The key can be any string. Feel free to call extend multiple times; it will override any phrases with the same key, but leave existing phrases untouched.

Polyglot.unset(keyOrObject)

Use unset to selectively remove keys from a polyglot instance. unset accepts one argument: either a single string key, or an object whose keys are string keys, and whose values are ignored unless they are nested objects (in the same format).

Example:

polyglot.unset('some_key')
polyglot.unset({
  hello: 'Hello',
  hello_name: 'Hello, %{name}',
  foo: {
    bar: 'This phrase’s key is "foo.bar"'
  }
})

Polyglot.locale([localeToSet])

Get or set the locale (also can be set using the constructor option, which is used only for pluralization. If a truthy value is provided, it will set the locale. Afterwards, it will return it.

Polyglot.clear()

Clears all phrases. Useful for special cases, such as freeing up memory if you have lots of phrases but no longer need to perform any translation. Also used internally by replace.

Polyglot.replace(phrases)

Completely replace the existing phrases with a new set of phrases. Normally, just use extend to add more phrases, but under certain circumstances, you may want to make sure no old phrases are lying around.

Polyglot.has(key)

Returns true if the key does exist in the provided phrases, otherwise it will return false.

Public Static Methods

transformPhrase(phrase[, substitutions[, locale]])

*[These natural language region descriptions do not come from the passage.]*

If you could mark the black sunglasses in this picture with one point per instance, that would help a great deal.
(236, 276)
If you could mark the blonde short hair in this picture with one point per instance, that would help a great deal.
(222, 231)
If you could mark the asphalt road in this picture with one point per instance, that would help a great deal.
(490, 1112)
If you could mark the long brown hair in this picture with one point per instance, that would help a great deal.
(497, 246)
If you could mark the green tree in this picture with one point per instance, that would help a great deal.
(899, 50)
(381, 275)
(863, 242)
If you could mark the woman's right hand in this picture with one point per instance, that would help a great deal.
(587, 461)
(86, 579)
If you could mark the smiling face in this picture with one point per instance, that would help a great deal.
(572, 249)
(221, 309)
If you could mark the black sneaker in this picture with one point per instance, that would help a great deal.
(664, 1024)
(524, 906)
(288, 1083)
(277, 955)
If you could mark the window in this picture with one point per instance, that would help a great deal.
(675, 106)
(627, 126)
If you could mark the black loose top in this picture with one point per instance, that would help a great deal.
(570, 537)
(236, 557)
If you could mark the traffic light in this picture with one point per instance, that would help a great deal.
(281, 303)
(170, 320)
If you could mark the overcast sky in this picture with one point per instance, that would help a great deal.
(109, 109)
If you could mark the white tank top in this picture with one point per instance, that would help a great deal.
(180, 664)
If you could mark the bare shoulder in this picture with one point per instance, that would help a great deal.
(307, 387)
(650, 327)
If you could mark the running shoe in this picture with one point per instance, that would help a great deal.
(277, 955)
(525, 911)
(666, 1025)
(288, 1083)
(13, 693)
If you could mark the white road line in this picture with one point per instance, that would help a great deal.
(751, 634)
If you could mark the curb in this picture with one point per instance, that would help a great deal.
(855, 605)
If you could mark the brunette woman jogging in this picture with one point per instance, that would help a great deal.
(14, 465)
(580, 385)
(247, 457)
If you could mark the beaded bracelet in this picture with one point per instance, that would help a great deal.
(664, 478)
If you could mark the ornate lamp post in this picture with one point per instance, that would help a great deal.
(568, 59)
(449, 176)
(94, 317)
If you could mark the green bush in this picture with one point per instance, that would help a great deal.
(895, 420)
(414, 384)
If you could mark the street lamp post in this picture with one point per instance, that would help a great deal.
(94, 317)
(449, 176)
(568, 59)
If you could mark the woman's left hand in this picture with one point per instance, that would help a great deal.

Takes a phrase string and transforms it by choosing the correct plural form and interpolating it. This method is used internally by t. The correct plural form is selected if substitutions.smart_count is set. You can pass in a number instead of an Object as substitutions as a shortcut for smart_count. You should pass in a third argument, the locale, to specify the correct plural type. It defaults to 'en' which has 2 plural forms.

Development

  1. Run pnpm install to install the dependencies.
  2. Run pnpm dev to start the bundle.
  3. Run pnpm lint to lint the code. (You can also run pnpm lint:fix to fix the linting errors.)
  4. Run pnpm test to run the tests. (You can also run pnpm test:watch to run the tests in watch mode.)

TODO

  • [ ] Add more tests
  • [ ] Add more documentation
  • [ ] Add more examples
  • [ ] Path auto language files import

Source

The project will continue by translating TS from airbnb polyglot.js codes and adding additional features. The codes in some places have changed. Thank you airbnb. ❤️

Thanks

  • Type safety is inspired by nestjs-i18n. Thank you @toonvanstrijp. ❤️

License

This project is licensed under the MIT License.